Bir-iki hafta önce köye gittik.

Hafta sonu...

Günleri değerlendiriyoruz.

Kapıdaki elma ağacı çiçeklemiş.

Anamla gölgesinde oturuyoruz.

Konu ineklere geldi.

- İnekleri dışarı çekemiyoruz.

- Neden?

- Kapının önü kemre (hayvan gübresi) doldu.

Kalktık.

Traktörü çalıştırdık.

Kapının önünü temizledik.

Her yer vıcık vıcık...

[*] [*] [*] [*]

Anam sevindi.

Bir sürü dua etti.

Bizim derin hocalardan daha güzel dualar eder anam.

Gerçi her ana evladı için istekte bulunur.

Herkese kendi anası daha değerlidir.

Ancak benim anamın başka bir özelliği var.

Yıllardır okumaya zaman ayırırım.

Binlerce hikaye...

Kıssa...

Ayet...

Hadis...

Okuduk...

Ancak onun hikayeleri başka.

Benzerlerine rastladım.

Onun kadar güzel anlatana rastlamadım.

İşin ilginç olanı şu...

Anamın okuma-yazması yok.

Okula gitmemiş.

Kitap okumamış.

Sonraları bizimle beraber harfleri-rakamları tanıdı.

Ancak işten-güçten...

Yedi çocukla, yüzlerce davarla ve onlarca büyükbaşla uğraşmaktan harfleri birbirine vurdurup kelime yapmaya vakti olmadı.

Anam...

Benim anam...

Ya da sizin ananız...

Analar öyle bir-iki yazıyla...

Birkaç cümleyle anlatılmaz.

O sevgi...

Ancak yaşanır.

[*] [*] [*] [*]

Karakız'a gelince...

Hafta içerisinde dışarı çıkmış.

Yeşil ile kucaklaşmış.

Daha önce anamın orakla biçip önüne getirdiği yeşil ile kucaklaşmış.

Salmışlar çimene...

Doyasıya...

Kendi istediği gibi...

Kendi seçtiği otları yemiş.

Mutlu...

Herkes mutlu...

Karakız mutlu...

Doymuş...

İstediği yiyeceklerle doyurmuş karnını...

Anam mutlu...

Karakız, bugün daha güzel süt verecek.

Babam mutlu...

Karakız, artık cepten yemeyecek.

En azından yazda saman parası verilmeyecek.
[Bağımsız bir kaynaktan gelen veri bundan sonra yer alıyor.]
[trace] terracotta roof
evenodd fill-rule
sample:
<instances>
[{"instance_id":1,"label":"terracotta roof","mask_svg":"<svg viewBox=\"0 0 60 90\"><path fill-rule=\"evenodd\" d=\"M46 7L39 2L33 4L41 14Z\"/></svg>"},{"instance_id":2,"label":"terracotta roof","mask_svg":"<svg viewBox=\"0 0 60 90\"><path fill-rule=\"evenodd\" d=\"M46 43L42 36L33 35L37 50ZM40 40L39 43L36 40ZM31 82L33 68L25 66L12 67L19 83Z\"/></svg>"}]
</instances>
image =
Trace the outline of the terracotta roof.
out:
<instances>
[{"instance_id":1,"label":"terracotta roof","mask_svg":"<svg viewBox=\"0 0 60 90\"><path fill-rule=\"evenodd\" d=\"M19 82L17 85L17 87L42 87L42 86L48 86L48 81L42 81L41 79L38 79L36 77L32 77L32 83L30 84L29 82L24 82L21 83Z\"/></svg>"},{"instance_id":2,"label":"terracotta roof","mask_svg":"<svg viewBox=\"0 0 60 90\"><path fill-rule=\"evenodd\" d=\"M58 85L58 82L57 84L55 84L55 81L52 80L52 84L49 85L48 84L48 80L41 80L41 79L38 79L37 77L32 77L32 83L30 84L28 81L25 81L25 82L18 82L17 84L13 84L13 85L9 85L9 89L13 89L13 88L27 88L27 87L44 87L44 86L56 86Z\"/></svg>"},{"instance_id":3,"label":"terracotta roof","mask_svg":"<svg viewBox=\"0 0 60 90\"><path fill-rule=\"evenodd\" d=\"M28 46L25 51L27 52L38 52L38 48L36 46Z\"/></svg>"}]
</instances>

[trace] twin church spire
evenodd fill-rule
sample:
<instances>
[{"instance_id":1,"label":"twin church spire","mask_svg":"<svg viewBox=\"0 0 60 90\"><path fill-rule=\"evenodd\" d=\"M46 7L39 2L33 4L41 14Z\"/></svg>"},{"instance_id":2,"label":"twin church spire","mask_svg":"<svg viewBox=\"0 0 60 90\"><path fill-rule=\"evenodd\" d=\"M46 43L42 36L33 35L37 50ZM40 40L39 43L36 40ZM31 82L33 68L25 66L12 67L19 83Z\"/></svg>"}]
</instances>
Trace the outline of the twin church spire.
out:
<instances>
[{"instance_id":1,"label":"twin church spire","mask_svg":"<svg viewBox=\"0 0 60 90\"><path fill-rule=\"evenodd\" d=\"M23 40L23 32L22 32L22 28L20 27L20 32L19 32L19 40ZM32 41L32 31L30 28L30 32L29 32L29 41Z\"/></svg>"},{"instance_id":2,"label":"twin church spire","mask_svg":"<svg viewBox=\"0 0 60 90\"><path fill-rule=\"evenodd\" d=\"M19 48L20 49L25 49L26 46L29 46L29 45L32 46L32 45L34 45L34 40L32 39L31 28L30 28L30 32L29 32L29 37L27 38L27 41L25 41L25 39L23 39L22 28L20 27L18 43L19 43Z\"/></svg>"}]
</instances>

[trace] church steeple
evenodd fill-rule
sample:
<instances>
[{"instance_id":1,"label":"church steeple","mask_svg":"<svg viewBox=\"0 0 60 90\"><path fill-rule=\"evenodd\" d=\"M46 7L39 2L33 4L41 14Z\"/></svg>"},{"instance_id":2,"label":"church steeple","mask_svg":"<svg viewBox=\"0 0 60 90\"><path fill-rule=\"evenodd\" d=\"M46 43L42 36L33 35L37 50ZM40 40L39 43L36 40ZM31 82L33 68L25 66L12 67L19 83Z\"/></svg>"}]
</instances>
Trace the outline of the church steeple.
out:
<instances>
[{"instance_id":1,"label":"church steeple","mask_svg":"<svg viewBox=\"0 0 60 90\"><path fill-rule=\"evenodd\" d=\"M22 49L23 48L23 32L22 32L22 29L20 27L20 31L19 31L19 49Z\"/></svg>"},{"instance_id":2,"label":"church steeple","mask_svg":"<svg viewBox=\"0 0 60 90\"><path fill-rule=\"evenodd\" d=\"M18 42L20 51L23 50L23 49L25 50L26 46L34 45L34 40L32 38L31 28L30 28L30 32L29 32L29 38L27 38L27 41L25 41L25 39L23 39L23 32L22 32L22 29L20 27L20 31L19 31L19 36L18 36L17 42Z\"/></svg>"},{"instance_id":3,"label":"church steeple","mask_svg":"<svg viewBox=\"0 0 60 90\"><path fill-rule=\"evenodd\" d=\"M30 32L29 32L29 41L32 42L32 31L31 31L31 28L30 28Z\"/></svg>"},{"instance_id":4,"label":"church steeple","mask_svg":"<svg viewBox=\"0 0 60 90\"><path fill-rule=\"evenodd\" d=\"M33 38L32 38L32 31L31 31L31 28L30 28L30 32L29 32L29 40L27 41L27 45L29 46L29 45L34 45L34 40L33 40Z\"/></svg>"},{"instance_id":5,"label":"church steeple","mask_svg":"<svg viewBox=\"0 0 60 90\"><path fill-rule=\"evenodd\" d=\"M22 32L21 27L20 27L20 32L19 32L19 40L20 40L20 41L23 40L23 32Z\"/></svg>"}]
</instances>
Bahçede-tarlada doyuracak, Karakız karnını...

[*] [*] [*] [*]

Karakız'ın başında yular (ip) bağlı.

Babamın elinde ip...

Önden gidiyor.

Peşinde Karakız...

Anam biraz daha geriden geliyor.

Karakız'ı bir titreme tutar.

Acı bir böğürme...

Anlam veremezler.

Yuvarlanır fındık ocağının dibine...

Bize öğretilen...

İlk müdahale...

Hayvanın kuyruğu çekilir.

Diline bakılır.

"Boğazına kaçmasın" diye...

Kafasına soğuk su dökülür.

Sonra diğerleri...

Babam asılmış kuyruğuna...

Kollarında bir uyuşma...

Önce anlayamamış.

"Korkudan-heyecandan" diye geçirmiş aklından.

Sonra dil tarafına geliyor sıra...

O zaman anlıyor.

Görüyor elektrik telini...

Artık iş işten geçmiş.

Kuru odun ve balta sapıyla teli Karakız'dan ayırıyor.

Sonuç...

Karakız telef oldu.

Babam ile anam çarpılmaktan kıl payı kurtuldu.

Üzüldük.

Yine de çok şükür.

Beterin beteri var.

Allah bize anamızı-babamızı bağışladı.

İşin diğer boyutu var.

O başka yazı konusu...

Allah kimseyi ineksiz bırakıp; süt, yoğurt, peynir aratmasın...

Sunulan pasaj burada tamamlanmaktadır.